One possible reason behind the increased activity in the sector could be the Centre’s aim to set up large battery storage systems. In Ladakh region alone, the government is expected to float tenders to set up 13 GWh grid-scale battery storage systems. In addition to this, the Centre is also reportedly planning to set up 4 GWh of battery storage systems at regional load dispatch centres.
Tata Power, which announced on Thursday that it would set up India’s first large-scale 50 MWh battery storage system co-located with a solar PV plant at Leh, had partnered with Swiss firm Energy Vault, which is working on an alternative to traditional gravity-based pumped hydro projects that rely on the power of gravity and the movement of water to store and discharge electricity. The technology combines both potential and kinetic energy with a patented cloud-based software.
Currently, over 95 per cent of the world’s energy storage comes from the pumped hydro technology — a hydro project where excess energy on the grid is used to pump water uphill to an elevated reservoir and when there is energy demand, the water is released, driving a turbine as the water flows into a downstream reservoir. Energy Vault, a gravity based storage company founded in 2017, was inspired by the pumped hydro concept, but, instead of water, uses cranes and wires to move 35 tonne blocks up and down using a system tower crane using excess solar or wind to drive motors and generators to lift and stack the blocks, in a very specific sequence. Then when the power is needed from the grid that same system will lower the blocks and discharge the electricity. The company recently received $110 million in funding from Softbank Vision Fund, and is building a test facility in Italy.
Earlier this month, Amara Raja Batteries (ARBL), one of India’s largest manufacturers of industrial and automotive batteries, invested $5 million to pick up equity in Log 9 Materials, a Bengaluru-headquartered advanced battery-tech and deep-tech start-up. Log 9 has developed Rapid Charging Battery Packs for the 2-3 wheeler EV market and is developing an Aluminum Fuel Cell technology targeted towards long-haul electric mobility and as a zero emission alternative to diesel generators.

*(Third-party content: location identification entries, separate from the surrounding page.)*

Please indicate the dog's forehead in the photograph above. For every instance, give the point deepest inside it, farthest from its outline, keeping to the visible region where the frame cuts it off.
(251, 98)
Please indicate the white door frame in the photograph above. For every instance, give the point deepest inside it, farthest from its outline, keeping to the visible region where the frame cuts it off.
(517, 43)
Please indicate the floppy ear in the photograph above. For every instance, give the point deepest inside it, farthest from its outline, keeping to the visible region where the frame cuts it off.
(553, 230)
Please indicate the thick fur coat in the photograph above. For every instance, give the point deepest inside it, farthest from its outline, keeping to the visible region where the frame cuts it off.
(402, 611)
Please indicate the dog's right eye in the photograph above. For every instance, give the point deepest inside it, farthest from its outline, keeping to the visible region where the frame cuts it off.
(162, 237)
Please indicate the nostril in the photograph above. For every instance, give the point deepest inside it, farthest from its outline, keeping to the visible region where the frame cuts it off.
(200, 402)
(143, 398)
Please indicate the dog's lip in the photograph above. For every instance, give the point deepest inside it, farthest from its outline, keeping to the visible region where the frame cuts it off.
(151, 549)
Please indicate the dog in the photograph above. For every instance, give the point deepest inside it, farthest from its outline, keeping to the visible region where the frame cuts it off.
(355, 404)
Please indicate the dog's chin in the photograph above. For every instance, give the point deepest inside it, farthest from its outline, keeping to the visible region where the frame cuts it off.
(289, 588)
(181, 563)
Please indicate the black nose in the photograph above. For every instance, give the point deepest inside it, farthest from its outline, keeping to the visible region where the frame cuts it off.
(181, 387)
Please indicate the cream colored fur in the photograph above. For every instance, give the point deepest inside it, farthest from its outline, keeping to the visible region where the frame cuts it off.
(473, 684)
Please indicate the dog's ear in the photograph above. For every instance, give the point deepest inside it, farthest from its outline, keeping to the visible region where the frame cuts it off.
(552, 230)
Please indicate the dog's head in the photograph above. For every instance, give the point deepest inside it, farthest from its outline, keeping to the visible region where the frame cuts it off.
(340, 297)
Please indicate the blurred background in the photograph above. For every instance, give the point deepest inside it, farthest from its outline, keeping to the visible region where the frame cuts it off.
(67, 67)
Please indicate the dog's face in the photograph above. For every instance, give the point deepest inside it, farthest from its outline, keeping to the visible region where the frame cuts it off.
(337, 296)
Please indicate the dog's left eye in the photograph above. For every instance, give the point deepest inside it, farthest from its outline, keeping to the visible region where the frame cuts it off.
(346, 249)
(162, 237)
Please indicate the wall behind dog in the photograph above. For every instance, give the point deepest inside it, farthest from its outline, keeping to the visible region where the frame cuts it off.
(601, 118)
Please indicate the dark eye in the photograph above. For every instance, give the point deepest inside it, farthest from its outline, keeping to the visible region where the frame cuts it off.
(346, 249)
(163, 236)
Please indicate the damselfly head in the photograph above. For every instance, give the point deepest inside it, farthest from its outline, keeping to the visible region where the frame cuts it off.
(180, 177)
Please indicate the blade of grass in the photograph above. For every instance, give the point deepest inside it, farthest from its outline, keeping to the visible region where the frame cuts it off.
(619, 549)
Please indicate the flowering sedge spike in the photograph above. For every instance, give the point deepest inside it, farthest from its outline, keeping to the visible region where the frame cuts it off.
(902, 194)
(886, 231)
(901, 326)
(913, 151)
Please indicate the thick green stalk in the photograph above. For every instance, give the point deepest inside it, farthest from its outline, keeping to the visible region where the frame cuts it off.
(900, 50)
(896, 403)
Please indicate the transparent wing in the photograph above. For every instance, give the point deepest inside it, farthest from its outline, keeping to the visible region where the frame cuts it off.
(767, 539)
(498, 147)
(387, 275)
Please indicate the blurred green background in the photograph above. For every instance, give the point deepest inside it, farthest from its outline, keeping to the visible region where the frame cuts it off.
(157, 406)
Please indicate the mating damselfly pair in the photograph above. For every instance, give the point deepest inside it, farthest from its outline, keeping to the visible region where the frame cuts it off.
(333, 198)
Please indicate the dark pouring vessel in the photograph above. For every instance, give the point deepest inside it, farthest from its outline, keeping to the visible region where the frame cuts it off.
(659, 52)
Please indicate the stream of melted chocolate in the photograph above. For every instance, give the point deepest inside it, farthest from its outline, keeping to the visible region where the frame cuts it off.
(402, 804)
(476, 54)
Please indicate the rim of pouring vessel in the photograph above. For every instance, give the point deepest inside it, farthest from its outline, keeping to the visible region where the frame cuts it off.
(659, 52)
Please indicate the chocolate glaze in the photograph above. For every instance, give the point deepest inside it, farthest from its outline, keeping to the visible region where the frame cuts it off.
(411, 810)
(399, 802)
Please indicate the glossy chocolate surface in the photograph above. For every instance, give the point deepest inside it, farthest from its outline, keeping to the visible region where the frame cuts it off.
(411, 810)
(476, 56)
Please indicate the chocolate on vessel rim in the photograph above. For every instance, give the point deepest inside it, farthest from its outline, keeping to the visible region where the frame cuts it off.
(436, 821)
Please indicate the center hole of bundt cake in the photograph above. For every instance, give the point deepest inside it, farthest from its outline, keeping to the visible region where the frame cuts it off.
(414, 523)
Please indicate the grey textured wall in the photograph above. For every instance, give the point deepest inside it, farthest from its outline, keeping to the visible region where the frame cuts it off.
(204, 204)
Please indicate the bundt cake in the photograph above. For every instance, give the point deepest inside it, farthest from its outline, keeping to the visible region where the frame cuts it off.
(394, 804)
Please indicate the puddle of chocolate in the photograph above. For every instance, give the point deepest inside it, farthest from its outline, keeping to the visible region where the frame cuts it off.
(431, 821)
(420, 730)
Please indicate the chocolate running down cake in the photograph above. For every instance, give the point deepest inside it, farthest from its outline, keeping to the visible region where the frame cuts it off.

Vikramadithya Gourineni, executive director at ARBL said: “This will mark the first in a series of interesting developments that we plan to execute in the future. In this fast-changing technology landscape, we do not believe in a ‘one-size-fits-all’ approach and we are convinced that there will be the scope for interplay of multiple technology solutions for various applications…”
RIL’s investment in Ambri also supports its plan to establish a battery manufacturing facility in India — for which the two companies are in discussions. In a statement, RIL’s unit Reliance New Energy Solar Ltd said: “Based on patented technology and designed to last between 4-24 hours, Ambri’s long-duration energy storage systems will break through the cost, longevity and safety barriers associated with lithium-ion batteries used in grid-scale stationary storage applications. They will enable a crucial energy storage solution capable of supporting the increasing amounts of renewable energy being integrated into electric power grids”.
Ambri’s liquid metal battery consists of a liquid calcium alloy anode, a molten salt electrolyte and a cathode comprising solid particles of antimony, enabling the use of low-cost materials and a low number of steps in the cell assembly process.
Experts suggest that the proliferation of battery storage systems will be crucial for the expansion of renewable energy plans given that efficient and large-scale storage of renewable energy would be key to ensuring contiguous supply of electric energy free of bottlenecks associated with the conventional supply systems, particularly in use cases such as electric vehicles and other commercial segments.